Dependencies on Occupancy and Home Size

While in pure definitional form, an Asset Rating excludes any and all effects of occupancy, domestic hot water in particular cannot be meaningfully modeled without considering the number of occupants in a home. Holding the number of occupants constant, results in an insensitivity of hot water energy use across a wide range of conditions, leading to over-predictions for homes with low occupancy (but mitigated by the fact that a default of, say, three people can only overestimate the actual conditions by two people) and significant under-predictions for homes with high occupancy.

We take number of bedrooms as a proxy of occupancy, using Building America calculation method as defined on Page 63, Equation 28 of the "Building American House Simulation Protocols". Since our DOE2 inputs require an integer and the formula produces a fractional result, we added a rounding function to the nearest integer. The implemented calculation and results relationship is the following:

occupants = ROUND(0.59 * numberBedrooms + 0.87)

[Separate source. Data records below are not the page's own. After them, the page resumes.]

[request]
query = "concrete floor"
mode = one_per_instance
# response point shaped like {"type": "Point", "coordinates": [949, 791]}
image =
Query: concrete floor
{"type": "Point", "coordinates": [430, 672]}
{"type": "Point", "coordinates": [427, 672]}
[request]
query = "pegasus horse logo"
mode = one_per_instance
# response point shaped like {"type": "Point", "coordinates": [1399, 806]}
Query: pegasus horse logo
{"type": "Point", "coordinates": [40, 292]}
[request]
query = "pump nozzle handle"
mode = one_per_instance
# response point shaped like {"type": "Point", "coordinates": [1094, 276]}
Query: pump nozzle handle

Using the Building America Research Benchmark Definition (Hendron, Engebrecht, 2010), the number of bedrooms directly affects the amount of calculated domestic hot water consumption for the household. That includes regular fixtures, dishwasher and clothes washer hot water use. Additional documentation of our hot water draw methods is here.

In addition, we allow Miscellaneous Electric Loads (MELS) and lighting to be proportional to floor area or numbers of bedrooms. We used Tables 4a and 4c on Page 44 of Parker, Fairey, and Hendron, "Updated Miscellaneous Electricity Loads and Appliance Energy Usage Profiles for Use in Home Energy Ratings, the Building America Benchmark Procedures and Related Calculations", as follows:

Residual misc. elec kWh = 0.91 * (conditioned floor area)

and

TV kWh = -3 * (number Bedrooms)^2 + 89 * (number of Bedrooms) + 390

Scaling televisions by number of bedrooms captures the effects of occupancy more effectively than would simply linking television use to house size. The remaining plug loads are scaled by floor area.

We employ the following algorithms to estimate lighting use, based on Parker, Fairey, and Hendron:

Interior lighting kWh = 455 + 0.8 * conditioned floor area

Exterior lighting kWh = 50 + 0.05 * conditioned floor area

A secondary impact from the bedrooms/occupancy calculation is a better scaling of the internal gains (which, in turn, effect heating and cooling energy use) due to the number of occupants. This impact is very small with respect to the aforementioned DHW, MELS, and lighting adjustments.

Testing of these refinements in the model (in comparison to measured energy use for large numbers of homes) showed much better predictions for total home energy than was the case with fixed occupancy and no dependence of MELs or lighting on floor area.